Punjab Cabinet mulls changes in excise policy and labour laws as state moves towards economic and industrial revival
Ministers seek detailed proposal from excise dept, CM directs industry dept to take all welfare steps to retain labour
Chandigarh: The Punjab Government is mulling changes in the excise policy and the labour laws in the light of the impact of COVID, amid efforts to revive the state’s battered economy and industry.
The issues came up for discussion before the Council of Ministers which met here on Friday under the chairmanship of Chief Minister Captain Amarinder Singh, who reiterated that the decision on contribution to the CM Covid Relief Fund should be voluntary for government employees, just as it had been for other categories.
On the Excise Policy front, the Cabinet sought the precise details of the COVID and lockdown implications for the policy and its execution. The Excise Department has been asked to review the policy in this context and bring a detailed proposal before the Council of Ministers, which will meet again tomorrow to further discuss the issue.
Terming the prevailing situation as extraordinary, the Cabinet felt that all possible options should be explored to put the excise industry back on its feet, especially given its importance to the state’s revenue model.
Underlining the need for industry to retain labour and prevent the migrant workers from leaving Punjab, the Chief Minister directed the Industry Minister to take all possible welfare measures to ensure that they are well taken care of. The Cabinet welcomed the opening of another 9500 industrial units in the wake of the easing of lockdown restrictions.
Captain Amarinder said it was a good sign that with the industry opening, 35% of those who had registered for return back home had decided to stay back in Punjab for now. He also directed the department to aggressive pursue the development of the four industrial parks already announced by the state government in the budget for this fiscal. There was significant potential for attracting industry, particularly in the field of Pharmaceuticals Pesticides, with many countries shifting their operations out of China, the Cabinet noted.
The Council of Ministers also agreed on staggering the paddy cultivation operations in view of the shortage of migrant labourers.
Amid concerns over women with small children (under 5 years of age) deployed on COVID frontline duties, the Chief Minister asked the Chief Secretary to discuss the matter with various departments and formulate necessary guidelines to ensure the protection of such women.
Transfer policy for non-teaching school staff approved
Meanwhile, the Cabinet approved the transfer policy for non-teaching staff of the School Education Department, with the same set to be effective from academic session 2020-21 i.e 01.04.2020.
Under the policy, schools/offices have been categorized in five zones, and transfers would be carried out only once a year, in an objective manner through a merit-based software.
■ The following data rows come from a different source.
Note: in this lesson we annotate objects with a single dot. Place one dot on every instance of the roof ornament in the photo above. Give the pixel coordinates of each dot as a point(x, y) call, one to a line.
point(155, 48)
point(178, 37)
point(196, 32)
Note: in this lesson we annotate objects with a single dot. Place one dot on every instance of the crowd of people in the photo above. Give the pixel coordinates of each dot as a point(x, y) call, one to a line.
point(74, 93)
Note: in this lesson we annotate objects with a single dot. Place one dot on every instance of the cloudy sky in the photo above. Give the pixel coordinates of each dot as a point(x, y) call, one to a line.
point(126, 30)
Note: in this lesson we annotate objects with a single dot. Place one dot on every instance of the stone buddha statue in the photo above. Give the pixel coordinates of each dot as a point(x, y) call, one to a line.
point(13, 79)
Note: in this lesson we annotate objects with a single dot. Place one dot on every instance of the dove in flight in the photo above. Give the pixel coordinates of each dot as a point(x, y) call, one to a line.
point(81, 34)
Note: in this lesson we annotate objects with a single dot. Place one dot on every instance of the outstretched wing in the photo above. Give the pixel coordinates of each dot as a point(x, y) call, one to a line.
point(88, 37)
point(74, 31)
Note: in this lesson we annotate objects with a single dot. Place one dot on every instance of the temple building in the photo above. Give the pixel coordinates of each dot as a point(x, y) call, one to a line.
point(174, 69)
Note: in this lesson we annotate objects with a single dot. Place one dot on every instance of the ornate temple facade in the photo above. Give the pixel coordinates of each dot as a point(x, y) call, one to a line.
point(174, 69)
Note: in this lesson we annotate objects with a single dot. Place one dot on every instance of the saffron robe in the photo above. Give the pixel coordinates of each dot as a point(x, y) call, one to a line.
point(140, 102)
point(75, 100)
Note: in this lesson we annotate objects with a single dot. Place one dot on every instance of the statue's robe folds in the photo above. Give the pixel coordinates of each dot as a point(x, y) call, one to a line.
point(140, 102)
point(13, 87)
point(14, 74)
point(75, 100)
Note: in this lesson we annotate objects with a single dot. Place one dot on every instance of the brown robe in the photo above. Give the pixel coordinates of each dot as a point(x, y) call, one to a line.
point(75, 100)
The criteria for deciding the merit would be: 95 points for Length of Service, 55 marks for Special Category Employees and 90 marks for performance etc.
A person working at a station will not be transferred unless he or she completes 5 years of service at a station. In case such an employee has completed 5 years, he or she will be compulsorily transferred as per his/her choice and in case he or she does not give any choice, he / she can be transferred by the Department on its own.